Arme Ems: Oppa dat schafft? Na irgendwie!
Die Papenburger Meyer Werft überführt das größte jemals in Deutschland gebaute Passagierschiff rund 42 Kilometer durch die zu enge Ems - und killt den Fluss
Düsseldorf, Köln, Wesel und Darmstadt, die Welt trifft sich bei Frierenden. Um 13 Uhr kommt die Nachricht: Die Celebrity Soilitce (einzigartiger Sonnenuntergang) verlässt die Papenburg Meyer Werft. Auf den Deichen stemmen sich seit Stunden tausende Menschen die Beine in den Bauch.
Die Papenburger Werft, zweitgrößter Schiffsbauer Deutschlands, weltweit agierender Konzern für den Bau von Luxuskreuzfahrtschiffen zelebriert die Ausdockung seines neuesten Produktes. Die Camper, die schon seit Tagen hier sind, wissen Bescheid: "Dat kommt noch nich. Dat dauert. Wat Erwin?"
Keinem der durchnässten Deichkieker ist klar, dass sie Teil einer gigantischen Werbeveranstaltung sind.
Gespenstisch schiebt sich das Ungetüm zwischen die Deiche.
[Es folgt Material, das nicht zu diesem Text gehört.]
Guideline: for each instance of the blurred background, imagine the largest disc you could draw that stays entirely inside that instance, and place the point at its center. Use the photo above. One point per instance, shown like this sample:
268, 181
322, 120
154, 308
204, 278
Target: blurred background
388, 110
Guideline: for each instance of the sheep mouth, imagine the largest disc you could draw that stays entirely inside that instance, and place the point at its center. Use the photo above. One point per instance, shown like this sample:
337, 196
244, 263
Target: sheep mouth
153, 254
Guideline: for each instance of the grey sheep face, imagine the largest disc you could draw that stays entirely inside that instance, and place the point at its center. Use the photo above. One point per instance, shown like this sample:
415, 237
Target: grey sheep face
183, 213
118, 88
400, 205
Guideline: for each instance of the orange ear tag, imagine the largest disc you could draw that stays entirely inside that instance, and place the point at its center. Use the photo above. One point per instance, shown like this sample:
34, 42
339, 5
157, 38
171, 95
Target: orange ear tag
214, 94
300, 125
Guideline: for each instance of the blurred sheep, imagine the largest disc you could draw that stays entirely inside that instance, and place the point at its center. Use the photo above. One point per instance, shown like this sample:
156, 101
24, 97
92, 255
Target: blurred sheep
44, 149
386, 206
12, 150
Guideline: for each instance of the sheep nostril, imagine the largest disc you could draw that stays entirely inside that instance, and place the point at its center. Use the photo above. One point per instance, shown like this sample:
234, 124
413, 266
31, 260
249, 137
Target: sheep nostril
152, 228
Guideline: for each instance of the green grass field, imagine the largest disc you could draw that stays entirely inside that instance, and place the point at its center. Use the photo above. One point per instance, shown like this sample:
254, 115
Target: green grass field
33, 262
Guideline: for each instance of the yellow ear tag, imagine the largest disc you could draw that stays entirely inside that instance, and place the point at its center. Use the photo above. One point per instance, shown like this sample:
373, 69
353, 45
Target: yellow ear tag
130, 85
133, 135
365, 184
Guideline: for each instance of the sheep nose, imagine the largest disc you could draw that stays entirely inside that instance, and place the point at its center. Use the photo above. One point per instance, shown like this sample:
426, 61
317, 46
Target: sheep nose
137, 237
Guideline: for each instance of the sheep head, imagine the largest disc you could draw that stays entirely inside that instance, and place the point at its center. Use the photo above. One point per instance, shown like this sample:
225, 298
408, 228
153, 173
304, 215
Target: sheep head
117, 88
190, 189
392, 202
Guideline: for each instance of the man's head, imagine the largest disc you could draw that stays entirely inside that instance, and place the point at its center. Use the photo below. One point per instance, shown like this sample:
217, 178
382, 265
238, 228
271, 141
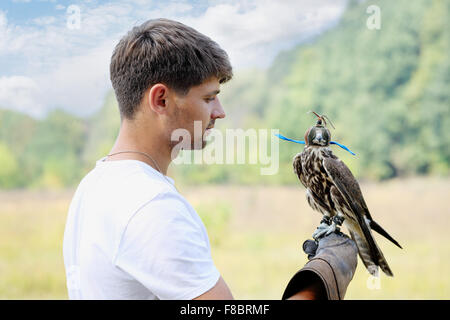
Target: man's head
159, 62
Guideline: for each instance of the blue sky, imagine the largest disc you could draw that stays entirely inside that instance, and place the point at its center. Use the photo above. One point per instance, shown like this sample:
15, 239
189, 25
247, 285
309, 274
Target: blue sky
46, 62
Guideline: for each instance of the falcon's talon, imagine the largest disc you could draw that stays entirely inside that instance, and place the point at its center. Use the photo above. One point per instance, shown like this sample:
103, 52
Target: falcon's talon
338, 220
332, 228
320, 231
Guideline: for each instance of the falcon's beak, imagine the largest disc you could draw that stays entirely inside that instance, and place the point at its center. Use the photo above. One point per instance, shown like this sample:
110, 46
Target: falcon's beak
318, 139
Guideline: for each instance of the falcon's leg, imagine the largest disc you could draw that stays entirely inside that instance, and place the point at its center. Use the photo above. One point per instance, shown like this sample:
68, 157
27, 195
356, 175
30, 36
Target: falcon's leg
336, 224
323, 228
328, 226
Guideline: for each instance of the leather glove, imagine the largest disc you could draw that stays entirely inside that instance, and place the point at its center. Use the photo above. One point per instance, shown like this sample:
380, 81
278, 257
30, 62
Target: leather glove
333, 260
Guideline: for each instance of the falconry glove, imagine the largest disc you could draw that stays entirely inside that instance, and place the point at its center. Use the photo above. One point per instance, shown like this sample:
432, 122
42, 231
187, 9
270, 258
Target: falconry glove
333, 260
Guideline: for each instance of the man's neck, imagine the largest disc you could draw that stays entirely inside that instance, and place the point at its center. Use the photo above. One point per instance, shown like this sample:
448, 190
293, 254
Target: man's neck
152, 145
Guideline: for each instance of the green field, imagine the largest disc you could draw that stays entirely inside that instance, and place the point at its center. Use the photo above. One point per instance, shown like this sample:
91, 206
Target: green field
256, 235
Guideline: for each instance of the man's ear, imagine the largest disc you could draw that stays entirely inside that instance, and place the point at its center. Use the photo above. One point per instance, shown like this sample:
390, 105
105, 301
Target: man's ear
157, 98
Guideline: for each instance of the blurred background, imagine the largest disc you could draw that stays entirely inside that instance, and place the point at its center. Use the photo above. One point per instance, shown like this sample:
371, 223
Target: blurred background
380, 70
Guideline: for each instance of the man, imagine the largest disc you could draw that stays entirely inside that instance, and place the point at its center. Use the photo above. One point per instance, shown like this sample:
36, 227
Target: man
129, 233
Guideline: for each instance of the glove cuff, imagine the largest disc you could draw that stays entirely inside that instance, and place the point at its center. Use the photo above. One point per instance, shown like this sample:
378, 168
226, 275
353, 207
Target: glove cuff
320, 268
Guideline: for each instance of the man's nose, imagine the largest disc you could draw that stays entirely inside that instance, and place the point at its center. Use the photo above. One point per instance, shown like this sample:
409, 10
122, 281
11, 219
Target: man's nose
218, 112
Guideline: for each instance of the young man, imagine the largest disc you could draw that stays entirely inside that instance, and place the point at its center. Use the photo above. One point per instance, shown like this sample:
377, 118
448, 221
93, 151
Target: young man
130, 234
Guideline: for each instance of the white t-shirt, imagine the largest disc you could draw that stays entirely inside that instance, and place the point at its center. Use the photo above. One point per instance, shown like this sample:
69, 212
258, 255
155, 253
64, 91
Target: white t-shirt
131, 235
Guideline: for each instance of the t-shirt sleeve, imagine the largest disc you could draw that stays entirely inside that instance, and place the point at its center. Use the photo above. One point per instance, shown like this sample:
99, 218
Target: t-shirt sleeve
167, 250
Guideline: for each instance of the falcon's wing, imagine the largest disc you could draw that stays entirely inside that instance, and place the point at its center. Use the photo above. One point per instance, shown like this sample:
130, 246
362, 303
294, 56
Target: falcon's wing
297, 163
349, 187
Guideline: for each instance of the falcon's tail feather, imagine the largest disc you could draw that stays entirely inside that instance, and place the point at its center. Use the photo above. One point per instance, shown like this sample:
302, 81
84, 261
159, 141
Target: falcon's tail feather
366, 254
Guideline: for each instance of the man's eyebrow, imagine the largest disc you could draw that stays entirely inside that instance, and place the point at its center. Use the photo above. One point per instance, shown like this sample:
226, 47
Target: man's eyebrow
212, 93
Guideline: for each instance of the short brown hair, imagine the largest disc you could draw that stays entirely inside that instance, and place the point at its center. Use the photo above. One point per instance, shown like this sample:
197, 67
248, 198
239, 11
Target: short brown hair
163, 51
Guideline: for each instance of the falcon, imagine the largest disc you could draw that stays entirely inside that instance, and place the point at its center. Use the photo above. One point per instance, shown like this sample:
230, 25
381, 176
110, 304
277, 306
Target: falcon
332, 190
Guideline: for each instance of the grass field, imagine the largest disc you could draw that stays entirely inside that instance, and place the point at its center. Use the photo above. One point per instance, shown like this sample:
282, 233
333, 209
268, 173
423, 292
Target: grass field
256, 235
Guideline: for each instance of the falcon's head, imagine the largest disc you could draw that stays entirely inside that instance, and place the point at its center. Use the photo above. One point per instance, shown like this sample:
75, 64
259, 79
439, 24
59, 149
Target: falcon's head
318, 135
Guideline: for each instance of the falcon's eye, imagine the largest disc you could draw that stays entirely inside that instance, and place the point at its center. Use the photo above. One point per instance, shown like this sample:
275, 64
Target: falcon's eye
326, 135
311, 135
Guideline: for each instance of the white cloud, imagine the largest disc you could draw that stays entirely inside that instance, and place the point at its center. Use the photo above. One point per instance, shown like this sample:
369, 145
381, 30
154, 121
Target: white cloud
44, 20
22, 94
55, 66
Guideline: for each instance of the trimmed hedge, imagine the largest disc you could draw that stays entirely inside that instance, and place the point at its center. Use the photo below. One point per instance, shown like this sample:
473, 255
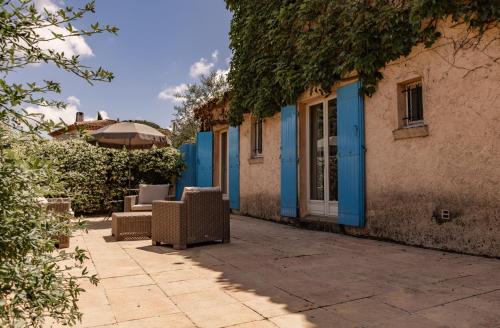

Rod Steward plärrt aus den Lautsprechern des Luxusliners "Sailing", während zwei Schlepper das Schiff durch die engen Emskurven ziehen. "Ja, dat wollten wir miterleben", sagt eine Frau, ihr Mann filmt derweil das XXL-Schiff, 320 Meter lang, elf Stockwerke hoch. Der Koloss, das größte, jemals in Deutschland gebaute Passagierschiff schiebt sich durch die viel zu schmale und flache Ems.
Bei Leer passiert der Liner die Jan Berghausbrücke, die extra für diese Schiffe abgerissen und erweitert wird. "Oppa dat schafft?", fragen die Schiffsschauer. "Na. Irgendwie." Was nicht passt, wird passend gemacht. Das versprachen Ernst Albrecht (CDU), Gerhard Schröder (SPD) und Bundesverkehrsminister Tiefensee (SPD): "Bauen Sie nur ihre Schiffe, wir wollen nicht, dass sie hier weggehen." Weggehen soll Meyer gar nicht. Die Schiffe könnten in Emden zusammengeschraubt werden. Da lägen sie am tiefen Wasser, für die Ems sind sie zu groß. Meyer will nicht in die SPD-Hochburg Emden, in Papenburg wirkt dagegen die CDU. Eigentlich wäre das egal, denn kein Politiker in Niedersachsen wagt es, sich mit der Meyer Werft anzulegen.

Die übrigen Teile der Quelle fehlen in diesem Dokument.